Everywhere I look I see the phrase "oath or declaration."

Yet when I look at the form provided by the patent office, it says only "declare."

Where is the optional/disjunctive "oath"?

1 Answer 1


Oaths are typically sworn before some authority that is administering the oath and have the history of reference to a deity. Like the oath of office for federal officials or newly naturalized citizens.

A declaration is a signed statement not requiring the raising of the right hand before an official and importantly indicating the declaration is made under penalty of perjury.

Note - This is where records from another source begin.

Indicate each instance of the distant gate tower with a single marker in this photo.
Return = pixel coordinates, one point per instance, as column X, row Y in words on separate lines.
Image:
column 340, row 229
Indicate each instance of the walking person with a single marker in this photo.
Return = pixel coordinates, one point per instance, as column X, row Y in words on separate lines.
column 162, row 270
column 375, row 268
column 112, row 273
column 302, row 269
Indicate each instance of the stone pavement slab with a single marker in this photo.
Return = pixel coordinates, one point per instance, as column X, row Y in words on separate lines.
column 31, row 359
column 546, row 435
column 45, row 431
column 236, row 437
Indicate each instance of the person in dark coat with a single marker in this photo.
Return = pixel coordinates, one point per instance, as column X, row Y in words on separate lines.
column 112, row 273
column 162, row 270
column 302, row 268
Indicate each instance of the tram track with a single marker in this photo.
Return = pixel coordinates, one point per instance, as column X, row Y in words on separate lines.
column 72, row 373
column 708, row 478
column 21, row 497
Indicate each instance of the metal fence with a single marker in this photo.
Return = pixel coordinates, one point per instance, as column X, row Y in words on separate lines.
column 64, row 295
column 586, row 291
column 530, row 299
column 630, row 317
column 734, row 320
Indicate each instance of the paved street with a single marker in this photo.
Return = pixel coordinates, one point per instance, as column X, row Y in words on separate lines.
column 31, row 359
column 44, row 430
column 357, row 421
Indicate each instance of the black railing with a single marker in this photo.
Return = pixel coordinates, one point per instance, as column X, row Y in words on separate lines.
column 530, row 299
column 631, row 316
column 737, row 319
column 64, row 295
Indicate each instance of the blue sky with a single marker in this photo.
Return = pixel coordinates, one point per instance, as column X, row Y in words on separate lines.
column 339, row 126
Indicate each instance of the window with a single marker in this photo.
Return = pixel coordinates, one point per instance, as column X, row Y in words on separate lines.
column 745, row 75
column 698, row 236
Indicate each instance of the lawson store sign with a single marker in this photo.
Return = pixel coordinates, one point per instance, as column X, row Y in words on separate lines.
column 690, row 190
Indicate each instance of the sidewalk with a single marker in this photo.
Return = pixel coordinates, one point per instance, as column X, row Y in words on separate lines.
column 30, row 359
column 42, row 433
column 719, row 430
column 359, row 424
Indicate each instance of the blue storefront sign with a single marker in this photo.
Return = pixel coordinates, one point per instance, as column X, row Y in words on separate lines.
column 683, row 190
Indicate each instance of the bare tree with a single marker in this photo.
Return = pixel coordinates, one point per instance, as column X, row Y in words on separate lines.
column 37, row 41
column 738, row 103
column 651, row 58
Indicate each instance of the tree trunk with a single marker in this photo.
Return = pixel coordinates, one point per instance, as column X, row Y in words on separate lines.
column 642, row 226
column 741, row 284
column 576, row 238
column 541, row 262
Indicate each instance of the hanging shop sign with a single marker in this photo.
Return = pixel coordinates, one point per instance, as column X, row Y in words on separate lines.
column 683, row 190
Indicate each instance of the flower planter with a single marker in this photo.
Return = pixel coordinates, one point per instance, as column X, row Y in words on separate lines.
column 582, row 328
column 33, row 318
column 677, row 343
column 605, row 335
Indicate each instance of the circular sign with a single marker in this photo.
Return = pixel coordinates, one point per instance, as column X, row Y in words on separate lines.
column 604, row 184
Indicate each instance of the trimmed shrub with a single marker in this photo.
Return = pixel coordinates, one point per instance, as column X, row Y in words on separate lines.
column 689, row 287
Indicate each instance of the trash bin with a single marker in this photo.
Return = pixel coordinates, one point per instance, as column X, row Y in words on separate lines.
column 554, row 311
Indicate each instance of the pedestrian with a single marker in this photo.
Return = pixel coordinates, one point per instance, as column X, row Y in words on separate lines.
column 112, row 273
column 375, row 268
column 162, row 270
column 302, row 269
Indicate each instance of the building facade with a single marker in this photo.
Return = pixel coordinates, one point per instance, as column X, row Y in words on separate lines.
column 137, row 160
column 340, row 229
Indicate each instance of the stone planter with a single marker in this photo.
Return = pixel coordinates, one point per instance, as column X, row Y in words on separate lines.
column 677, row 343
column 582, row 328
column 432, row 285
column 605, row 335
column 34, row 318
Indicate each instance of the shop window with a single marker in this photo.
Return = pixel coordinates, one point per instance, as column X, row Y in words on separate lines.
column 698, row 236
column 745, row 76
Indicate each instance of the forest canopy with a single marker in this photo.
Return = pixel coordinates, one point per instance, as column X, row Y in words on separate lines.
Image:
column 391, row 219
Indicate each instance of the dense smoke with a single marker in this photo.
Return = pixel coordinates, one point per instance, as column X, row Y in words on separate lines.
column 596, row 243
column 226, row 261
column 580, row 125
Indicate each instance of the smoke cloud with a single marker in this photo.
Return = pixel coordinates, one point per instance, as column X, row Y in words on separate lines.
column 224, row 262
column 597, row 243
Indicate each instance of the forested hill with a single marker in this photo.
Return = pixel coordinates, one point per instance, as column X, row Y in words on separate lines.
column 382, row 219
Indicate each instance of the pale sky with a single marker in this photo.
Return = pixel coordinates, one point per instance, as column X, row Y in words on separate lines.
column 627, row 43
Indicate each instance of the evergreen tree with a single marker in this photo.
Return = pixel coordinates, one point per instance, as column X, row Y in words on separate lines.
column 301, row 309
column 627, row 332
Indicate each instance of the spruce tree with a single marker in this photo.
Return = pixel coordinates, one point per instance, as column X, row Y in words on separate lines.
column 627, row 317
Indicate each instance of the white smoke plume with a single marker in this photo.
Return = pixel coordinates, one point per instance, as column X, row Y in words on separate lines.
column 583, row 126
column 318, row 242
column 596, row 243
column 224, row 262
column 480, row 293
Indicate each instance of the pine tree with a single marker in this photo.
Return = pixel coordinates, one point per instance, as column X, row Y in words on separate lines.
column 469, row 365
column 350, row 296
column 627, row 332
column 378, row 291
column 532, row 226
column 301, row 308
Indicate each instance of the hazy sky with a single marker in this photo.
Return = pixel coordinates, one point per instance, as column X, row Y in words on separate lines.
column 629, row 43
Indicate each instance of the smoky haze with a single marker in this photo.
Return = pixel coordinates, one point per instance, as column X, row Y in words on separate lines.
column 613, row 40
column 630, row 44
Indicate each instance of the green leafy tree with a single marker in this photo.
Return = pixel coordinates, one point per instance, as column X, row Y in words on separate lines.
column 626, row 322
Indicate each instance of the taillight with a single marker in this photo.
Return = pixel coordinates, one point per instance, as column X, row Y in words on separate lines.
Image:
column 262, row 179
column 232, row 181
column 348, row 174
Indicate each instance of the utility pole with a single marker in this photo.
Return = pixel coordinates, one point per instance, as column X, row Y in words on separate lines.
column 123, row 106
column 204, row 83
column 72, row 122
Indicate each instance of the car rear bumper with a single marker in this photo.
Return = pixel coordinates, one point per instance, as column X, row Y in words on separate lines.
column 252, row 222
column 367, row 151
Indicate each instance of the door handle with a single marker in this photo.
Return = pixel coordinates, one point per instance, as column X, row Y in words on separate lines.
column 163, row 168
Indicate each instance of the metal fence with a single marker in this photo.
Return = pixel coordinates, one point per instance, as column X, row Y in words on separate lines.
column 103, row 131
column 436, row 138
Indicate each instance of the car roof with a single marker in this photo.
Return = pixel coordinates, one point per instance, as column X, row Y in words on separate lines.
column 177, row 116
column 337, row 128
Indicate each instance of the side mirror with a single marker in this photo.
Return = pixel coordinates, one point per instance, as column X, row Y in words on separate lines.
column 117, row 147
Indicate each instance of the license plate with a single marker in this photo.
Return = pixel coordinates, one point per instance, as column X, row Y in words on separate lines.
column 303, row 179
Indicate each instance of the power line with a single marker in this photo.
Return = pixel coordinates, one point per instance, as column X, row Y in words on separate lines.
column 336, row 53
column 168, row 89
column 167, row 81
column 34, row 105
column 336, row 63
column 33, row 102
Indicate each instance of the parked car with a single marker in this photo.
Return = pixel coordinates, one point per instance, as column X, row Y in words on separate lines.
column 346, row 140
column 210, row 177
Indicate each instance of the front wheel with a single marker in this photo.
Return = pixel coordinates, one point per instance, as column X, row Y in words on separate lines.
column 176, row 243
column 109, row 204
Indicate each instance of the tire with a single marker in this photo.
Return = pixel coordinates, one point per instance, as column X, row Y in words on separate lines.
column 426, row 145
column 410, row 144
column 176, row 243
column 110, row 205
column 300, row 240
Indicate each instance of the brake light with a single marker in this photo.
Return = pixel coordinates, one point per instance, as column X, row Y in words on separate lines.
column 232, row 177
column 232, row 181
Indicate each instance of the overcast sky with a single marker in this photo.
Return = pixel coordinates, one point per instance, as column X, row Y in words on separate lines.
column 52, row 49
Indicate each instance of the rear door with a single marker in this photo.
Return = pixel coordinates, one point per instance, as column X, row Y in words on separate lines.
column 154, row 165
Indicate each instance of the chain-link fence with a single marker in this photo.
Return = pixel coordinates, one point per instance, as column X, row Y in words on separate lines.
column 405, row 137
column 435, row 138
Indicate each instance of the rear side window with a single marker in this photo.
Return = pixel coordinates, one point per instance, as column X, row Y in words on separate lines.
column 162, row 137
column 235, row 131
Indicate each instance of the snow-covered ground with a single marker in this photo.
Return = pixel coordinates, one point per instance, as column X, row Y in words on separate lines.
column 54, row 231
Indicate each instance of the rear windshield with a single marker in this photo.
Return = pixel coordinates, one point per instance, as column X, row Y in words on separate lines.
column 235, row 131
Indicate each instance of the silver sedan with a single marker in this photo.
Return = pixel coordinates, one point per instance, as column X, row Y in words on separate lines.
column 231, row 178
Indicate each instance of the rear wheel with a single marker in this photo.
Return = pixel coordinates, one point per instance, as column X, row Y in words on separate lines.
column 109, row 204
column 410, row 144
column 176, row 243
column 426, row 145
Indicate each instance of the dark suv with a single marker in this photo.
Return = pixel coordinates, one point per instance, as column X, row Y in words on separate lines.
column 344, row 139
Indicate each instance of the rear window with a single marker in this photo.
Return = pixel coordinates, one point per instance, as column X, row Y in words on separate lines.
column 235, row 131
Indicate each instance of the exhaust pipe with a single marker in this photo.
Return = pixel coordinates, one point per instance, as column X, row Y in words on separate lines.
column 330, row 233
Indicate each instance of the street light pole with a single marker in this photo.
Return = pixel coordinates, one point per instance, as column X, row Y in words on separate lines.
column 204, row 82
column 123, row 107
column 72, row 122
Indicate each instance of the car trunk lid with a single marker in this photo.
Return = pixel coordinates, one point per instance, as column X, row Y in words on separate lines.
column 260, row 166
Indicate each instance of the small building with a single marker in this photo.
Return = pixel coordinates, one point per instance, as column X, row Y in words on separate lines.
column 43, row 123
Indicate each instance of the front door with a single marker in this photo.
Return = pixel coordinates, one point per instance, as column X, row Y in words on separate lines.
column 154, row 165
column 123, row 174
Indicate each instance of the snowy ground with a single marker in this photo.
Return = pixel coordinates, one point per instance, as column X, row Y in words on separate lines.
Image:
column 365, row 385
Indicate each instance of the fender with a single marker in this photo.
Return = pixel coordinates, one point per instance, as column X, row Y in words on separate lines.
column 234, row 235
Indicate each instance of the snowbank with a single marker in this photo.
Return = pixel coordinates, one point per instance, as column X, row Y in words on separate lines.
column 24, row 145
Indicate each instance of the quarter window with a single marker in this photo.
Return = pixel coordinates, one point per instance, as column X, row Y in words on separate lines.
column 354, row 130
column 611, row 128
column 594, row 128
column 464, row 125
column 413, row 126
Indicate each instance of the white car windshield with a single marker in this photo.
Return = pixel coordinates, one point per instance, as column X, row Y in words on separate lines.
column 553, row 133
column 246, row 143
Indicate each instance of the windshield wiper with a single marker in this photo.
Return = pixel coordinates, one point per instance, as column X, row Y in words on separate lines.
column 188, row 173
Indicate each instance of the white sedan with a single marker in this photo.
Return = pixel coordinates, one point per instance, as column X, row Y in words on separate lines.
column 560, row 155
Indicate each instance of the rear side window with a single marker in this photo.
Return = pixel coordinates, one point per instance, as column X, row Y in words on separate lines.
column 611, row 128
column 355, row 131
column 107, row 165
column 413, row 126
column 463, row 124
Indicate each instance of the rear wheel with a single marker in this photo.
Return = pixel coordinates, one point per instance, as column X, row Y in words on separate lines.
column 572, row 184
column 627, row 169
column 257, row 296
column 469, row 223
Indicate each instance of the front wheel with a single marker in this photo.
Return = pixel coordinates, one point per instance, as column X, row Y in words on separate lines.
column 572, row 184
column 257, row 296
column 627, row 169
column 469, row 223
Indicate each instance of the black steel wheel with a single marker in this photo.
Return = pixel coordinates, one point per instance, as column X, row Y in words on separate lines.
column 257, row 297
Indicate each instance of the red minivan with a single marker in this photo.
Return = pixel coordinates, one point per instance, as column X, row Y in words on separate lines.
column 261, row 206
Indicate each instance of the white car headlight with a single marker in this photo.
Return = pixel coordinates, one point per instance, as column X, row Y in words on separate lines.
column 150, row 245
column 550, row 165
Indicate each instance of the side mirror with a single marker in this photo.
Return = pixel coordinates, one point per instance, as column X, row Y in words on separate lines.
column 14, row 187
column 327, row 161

From pre-AIA 35 U.S.C. 115-

The applicant shall make oath that he believes himself to be the original and first inventor of the process, machine, manufacture, or composition of matter, or improvement thereof, for which he solicits a patent; and shall state of what country he is a citizen. Such oath may be made before any person within the United States authorized by law to administer oaths, or, when made in a foreign country, before any diplomatic or consular officer of the United States authorized to administer oaths, or before any officer having an official seal and authorized to administer oaths in the foreign country in which the applicant may be, whose authority is proved by certificate of a diplomatic or consular officer of the United States, or apostille of an official designated by a foreign country which, by treaty or convention, accords like effect to apostilles of designated officials in the United States. Such oath is valid if it complies with the laws of the state or country where made. When the application is made as provided in this title by a person other than the inventor, the oath may be so varied in form that it can be made by him. For purposes of this section, a consular officer shall include any United States citizen serving overseas, authorized to perform notarial functions pursuant to section 1750 of the Revised Statutes, as amended (22 U.S.C. 4221).

And from 35 U.S.C. 25 -

Declaration in lieu of oath.

(a) The Director may by rule prescribe that any document to be filed in the Patent and Trademark Office and which is required by any law, rule, or other regulation to be under oath may be subscribed to by a written declaration in such form as the Director may prescribe, such declaration to be in lieu of the oath otherwise required. (b) Whenever such written declaration is used, the document must warn the declarant that willful false statements and the like are punishable by fine or imprisonment, or both (18 U.S.C. 1001).

  • 1
    As a practical matter, I gather that most cases involve declarations these days?